His management of your campaign funds has on many occasions left you with dark thoughts about getting thugs to finish him.
But he always manages to get back with you because he flatters you, is roguishly charming and -- even more important -- is the only man in your village who can speak English.
Besides, he knows a thing or two which, if shared with the wrong people will get you a nice room with a view of the courtyard at the Kamiti Maximum Security Prison.
So you have had him appointed to health management boards, school boards and all that, which he fleeces with equal democracy. Sometimes you manage to get a share of the loot.
The fuddy-daddies at Harambee House, which to you seems like a factory for selectively applied rules, say that if you want to appoint a parastatal chief, the board contracts an independent head-hunter to advertise, interview and shortlist.
The board interviews some more and presents you with names from which to pick.
Firstborn has no hope in hell of getting his thieving nose past the consultant. No sane farmer would hire him to milk his cows, the guy would be squeezing the cow tits into his mouth, such are his talents.
So you park your nylon-clad bottom onto your fake leather chair and your cunning brain goes to work. You think you have nothing to fear from the President, who is likely peacefully sleeping in his house.
The Prime Minister, you figure, is too good a politician to interfere.
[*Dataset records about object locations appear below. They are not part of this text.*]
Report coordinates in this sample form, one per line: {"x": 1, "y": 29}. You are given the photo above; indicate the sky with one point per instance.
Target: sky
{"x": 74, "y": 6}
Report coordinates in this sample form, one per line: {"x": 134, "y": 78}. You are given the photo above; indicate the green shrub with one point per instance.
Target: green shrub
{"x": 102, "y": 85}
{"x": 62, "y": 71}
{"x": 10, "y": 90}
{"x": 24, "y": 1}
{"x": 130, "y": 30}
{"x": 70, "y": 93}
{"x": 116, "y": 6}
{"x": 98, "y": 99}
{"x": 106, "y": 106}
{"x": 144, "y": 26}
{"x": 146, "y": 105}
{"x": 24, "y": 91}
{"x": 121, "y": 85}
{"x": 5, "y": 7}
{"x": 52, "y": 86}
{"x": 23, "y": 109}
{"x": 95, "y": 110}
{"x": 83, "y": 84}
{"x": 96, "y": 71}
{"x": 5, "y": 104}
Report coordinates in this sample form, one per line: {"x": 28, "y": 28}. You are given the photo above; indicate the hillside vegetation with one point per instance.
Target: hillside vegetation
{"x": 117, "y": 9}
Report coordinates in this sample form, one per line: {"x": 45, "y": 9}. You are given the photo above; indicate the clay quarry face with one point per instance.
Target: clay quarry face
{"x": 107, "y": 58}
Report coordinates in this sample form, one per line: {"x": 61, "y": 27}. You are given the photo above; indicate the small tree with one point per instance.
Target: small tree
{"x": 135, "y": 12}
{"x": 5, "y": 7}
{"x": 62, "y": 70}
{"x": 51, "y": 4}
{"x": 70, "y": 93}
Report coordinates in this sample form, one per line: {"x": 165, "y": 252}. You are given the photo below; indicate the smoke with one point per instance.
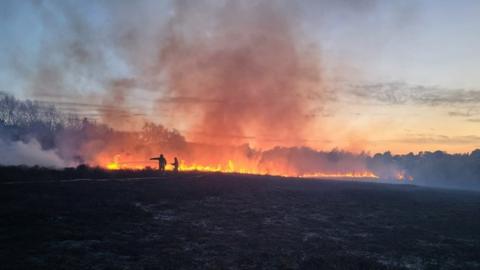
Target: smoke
{"x": 30, "y": 154}
{"x": 247, "y": 67}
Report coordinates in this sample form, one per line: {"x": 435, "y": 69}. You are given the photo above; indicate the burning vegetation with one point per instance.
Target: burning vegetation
{"x": 33, "y": 134}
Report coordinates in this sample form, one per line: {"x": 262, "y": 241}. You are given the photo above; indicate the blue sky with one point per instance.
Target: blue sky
{"x": 411, "y": 59}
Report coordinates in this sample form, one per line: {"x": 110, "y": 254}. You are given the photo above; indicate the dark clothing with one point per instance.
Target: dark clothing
{"x": 162, "y": 162}
{"x": 175, "y": 165}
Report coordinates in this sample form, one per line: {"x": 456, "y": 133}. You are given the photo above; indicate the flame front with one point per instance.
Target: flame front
{"x": 234, "y": 167}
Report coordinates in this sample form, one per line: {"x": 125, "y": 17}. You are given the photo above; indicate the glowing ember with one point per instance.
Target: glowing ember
{"x": 232, "y": 167}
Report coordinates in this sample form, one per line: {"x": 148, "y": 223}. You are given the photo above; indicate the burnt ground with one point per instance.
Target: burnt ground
{"x": 215, "y": 221}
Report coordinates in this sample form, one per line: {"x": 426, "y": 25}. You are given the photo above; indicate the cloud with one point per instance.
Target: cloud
{"x": 438, "y": 139}
{"x": 402, "y": 93}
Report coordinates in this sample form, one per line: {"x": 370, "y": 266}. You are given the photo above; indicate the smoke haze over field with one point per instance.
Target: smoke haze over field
{"x": 255, "y": 86}
{"x": 247, "y": 70}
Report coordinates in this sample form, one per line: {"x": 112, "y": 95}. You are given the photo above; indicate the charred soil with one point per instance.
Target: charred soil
{"x": 218, "y": 221}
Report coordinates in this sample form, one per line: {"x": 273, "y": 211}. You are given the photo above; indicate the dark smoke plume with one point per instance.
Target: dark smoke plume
{"x": 247, "y": 68}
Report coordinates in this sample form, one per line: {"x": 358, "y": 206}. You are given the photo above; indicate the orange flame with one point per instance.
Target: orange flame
{"x": 232, "y": 167}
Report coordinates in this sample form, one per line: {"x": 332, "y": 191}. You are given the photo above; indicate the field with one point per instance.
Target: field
{"x": 218, "y": 221}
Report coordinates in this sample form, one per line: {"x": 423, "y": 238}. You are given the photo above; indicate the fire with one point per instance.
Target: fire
{"x": 362, "y": 174}
{"x": 402, "y": 176}
{"x": 232, "y": 167}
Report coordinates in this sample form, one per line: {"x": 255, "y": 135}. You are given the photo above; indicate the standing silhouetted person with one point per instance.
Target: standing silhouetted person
{"x": 161, "y": 162}
{"x": 175, "y": 165}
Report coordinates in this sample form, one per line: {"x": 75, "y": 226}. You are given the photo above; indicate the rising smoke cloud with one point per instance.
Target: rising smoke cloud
{"x": 248, "y": 68}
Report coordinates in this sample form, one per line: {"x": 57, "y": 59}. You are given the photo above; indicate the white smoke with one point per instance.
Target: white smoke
{"x": 30, "y": 154}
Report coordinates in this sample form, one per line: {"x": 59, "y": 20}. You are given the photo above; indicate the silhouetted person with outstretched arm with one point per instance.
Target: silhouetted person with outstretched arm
{"x": 175, "y": 165}
{"x": 161, "y": 162}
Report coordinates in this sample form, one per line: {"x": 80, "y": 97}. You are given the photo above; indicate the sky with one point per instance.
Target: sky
{"x": 401, "y": 76}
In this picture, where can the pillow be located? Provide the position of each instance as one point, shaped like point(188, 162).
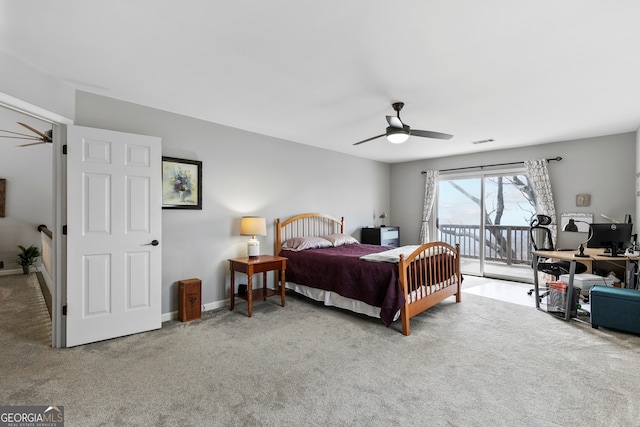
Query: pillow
point(302, 243)
point(338, 239)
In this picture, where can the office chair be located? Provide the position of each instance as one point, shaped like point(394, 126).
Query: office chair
point(541, 240)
There are loyalists, possibly none-too-qualified, to reward and campaign money to raise.
Besides, every minister must be doing the same thing, right? Why would they pick on you? Whose goat have you stolen?
So you sit down and compose a memo to the graft-fattened top cats in your ministry and its parastatal appendages.
It is your unyielding commitment to take full, immediate and complete charge of this ministry and its institutions, you say.
And it is your implacable determination to deliver value to taxpayers (ha, ha), pull out corruption root and branch (double ha,ha), incompetence and inefficiency. All officers, you conclude, are free to treat your memo as a final warning.
You sit back and marvel at your own genius. The thing about delivering value for taxes is a definite masterstroke.
Since the whole government is a blasted gravy train, a black hole into money more and more money is shovelled, you know all those who don't deliver value were to be fired, the entire government, from the President to the humblest cow fondler in the village, would definitely go home.
A week later, you call a press conference. "In order to stamp out endemic corruption in this ministry, introduce efficiency and deliver value to Kenyans, I am making the following changes," you announce sternly.
Out goes some ka-superstar from the previous regime who has been walking around town with some tu-reports about profits, and in comes Firstborn.
You have had him powdered for the cameras and measured him for a suit. But the bugger is still the spitting image of dishonesty and befuddled incompetence: a shifty eye and a twitchy, grovelling smile.
His speech is incomprehensible (what made you think he could speak English?), his moustache glistening with sweat, his cheap outsize suit drenched in it (must kill tailor, you note).
The powder begins to run, like the mascara of a crying woman, and a stench rises out of him like steam off the back of a cow after an afternoon shower.
The whole thing is a disaster, but you remain hopeful. You are the boss, appointed by the President, right?
When you see the headlines the following morning, you lose control of your bladder. Now who has bribed these parasitic reporters? You wonder in horror.
Isn't anyone interested in f-fighting c-corruption and intro-tro-ducing efficiency any more?
Mutuma Mathiu is the managing editor, Sunday Nation.